5. Addirittura, a mio parere, il passaggio sopra illustrato è incostituzionale ai sensi degli artt. 3, 24 e 111 Cost.

Ed infatti, l’inammissibilità non può essere usata per ipotesi che, tutto al più, sono di nullità, e non può essere usata in luogo della nullità se la ragione del suo utilizzo è proprio quella di impedire al processo l’utilizzazione del principio di sanatoria dovuta al raggiungimento dello scopo.

Le ipotesi di inammissibilità sono normalmente quelle estrinseche ed extraformali; al contrario, tutto quello che attiene alle forme degli atti, ovvero tutto ciò che è intrinseco e formale, non può esser sottratto al regime dell’art. 156, 3° comma c.p.c., perché una simile sottrazione contrae il diritto all’azione, e snatura la funzione del processo, che è quella, quando è possibile, di rendere un provvedimento di merito, ovvero di decidere sulla fondatezza o meno dei diritti che i cittadini portano all’attenzione dell’autorità giudiziaria.

E’ scorretto attribuire a fatti di nullità la sanzione di inammissibilità per consentire al giudice la chiusura in rito del processo anche in ipotesi nelle quali il giudice, avendo ben compreso l’oggetto del giudizio, potrebbe e sarebbe in grado di provvedere nel merito.

Ancor più scorretto è prevedere l’inammissibilità di fronte a fatti addirittura inidonei anche solo alla più lieve sanzione di nullità, se solo ancora, e di nuovo, si riflette sul fatto che le condizioni di cui al nuovo art. 342 c.p.c. non attengono nemmeno alla forma-contenuto dell’atto, ma solo alle modalità con le quali detta forma-contenuto deve realizzarsi.

In sostanza, rendere incerto il contenuto sufficiente ai fini della validità dell’atto di appello passando dal cosa al come e sanzionare detta invalidità anziché con la nullità con l’inammissibilità, al preciso fine di impedire ogni possibile sanatoria del presunto atto nullo, e quindi anteporre ogni sostanziale ragione di giustizia a cavilli formali di incerta portare interamente rimessi alla discrezionalità del giudice, è un modo così scorretto e subdolo, direi financo inedito, di legiferare, che non può non comportare l’incostituzionalità della norma per violazione degli artt. 3, 24 e 111 Cost.

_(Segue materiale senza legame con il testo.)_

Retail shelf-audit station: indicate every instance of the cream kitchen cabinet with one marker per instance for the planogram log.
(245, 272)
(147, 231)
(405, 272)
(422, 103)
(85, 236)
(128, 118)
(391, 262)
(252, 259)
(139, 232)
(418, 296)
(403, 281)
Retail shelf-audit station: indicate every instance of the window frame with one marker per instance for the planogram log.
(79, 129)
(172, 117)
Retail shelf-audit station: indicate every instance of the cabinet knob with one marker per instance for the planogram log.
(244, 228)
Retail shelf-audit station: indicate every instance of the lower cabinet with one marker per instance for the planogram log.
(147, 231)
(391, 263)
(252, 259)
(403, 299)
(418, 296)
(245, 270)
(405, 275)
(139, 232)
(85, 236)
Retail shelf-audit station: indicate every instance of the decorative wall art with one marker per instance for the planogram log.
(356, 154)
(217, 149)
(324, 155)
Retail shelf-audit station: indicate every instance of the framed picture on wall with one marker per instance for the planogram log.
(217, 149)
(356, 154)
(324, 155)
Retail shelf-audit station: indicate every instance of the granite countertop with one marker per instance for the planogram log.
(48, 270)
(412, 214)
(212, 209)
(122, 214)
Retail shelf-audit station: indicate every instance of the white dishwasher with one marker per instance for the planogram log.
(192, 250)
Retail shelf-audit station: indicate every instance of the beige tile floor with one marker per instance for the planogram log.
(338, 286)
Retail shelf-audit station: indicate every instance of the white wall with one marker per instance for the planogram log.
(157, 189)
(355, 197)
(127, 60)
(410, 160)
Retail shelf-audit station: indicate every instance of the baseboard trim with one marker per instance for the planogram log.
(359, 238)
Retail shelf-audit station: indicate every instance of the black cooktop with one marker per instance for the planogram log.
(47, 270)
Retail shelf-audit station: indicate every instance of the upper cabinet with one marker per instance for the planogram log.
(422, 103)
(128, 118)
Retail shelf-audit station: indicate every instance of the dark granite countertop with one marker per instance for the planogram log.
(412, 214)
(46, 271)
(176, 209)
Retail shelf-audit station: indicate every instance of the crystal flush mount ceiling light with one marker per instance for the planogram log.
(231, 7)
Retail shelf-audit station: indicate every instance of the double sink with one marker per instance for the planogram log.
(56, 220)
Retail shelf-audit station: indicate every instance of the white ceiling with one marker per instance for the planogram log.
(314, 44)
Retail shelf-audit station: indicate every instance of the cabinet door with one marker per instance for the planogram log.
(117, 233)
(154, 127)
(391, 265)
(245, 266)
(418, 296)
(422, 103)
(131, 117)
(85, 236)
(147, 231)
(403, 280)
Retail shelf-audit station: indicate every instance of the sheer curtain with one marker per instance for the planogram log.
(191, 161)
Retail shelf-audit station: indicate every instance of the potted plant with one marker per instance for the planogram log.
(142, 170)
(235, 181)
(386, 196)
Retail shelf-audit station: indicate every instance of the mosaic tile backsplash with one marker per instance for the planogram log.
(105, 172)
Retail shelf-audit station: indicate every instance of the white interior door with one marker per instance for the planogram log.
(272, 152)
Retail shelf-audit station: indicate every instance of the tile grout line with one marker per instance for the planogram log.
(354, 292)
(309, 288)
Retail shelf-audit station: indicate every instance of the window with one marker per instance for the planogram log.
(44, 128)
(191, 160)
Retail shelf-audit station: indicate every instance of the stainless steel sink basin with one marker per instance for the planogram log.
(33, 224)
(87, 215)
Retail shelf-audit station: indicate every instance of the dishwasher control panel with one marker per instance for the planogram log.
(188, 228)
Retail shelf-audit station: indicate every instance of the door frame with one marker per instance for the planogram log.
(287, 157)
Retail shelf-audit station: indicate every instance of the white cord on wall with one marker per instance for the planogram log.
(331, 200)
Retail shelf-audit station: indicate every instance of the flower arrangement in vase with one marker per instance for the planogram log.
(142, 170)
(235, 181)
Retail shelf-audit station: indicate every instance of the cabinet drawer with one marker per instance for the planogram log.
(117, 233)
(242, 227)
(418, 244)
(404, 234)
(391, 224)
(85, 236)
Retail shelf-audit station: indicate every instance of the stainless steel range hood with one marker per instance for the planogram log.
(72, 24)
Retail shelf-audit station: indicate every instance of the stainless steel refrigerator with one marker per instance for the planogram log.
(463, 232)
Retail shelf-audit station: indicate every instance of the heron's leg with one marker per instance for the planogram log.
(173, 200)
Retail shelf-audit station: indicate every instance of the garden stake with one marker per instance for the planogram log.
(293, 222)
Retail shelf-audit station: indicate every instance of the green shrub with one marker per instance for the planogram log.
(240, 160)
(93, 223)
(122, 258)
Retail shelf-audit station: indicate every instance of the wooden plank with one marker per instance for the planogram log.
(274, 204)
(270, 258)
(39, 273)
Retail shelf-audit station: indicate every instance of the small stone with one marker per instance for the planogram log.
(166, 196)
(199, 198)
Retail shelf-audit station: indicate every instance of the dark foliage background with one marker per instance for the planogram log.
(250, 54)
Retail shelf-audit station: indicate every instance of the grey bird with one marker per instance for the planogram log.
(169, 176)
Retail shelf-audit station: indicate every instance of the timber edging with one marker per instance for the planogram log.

Perché, par evidente, un processo che si fonda su queste tecniche, non può dirsi giusto (art. 111 Cost.), rompe il trattamento paritario di tutti i cittadini di fronte alla legge (art. 3 Cost.), e limita senza sufficienti giustificazioni e in modo del tutto arbitrario il diritto di ognuno di accedere al giudice per la tutela dei propri diritti soggettivi (art. 24 Cost.).

Siamo, nella sostanza, in presenza di una norma trabocchetto, e le norme trabocchetto non devono avere ingresso nel nostro ordinamento.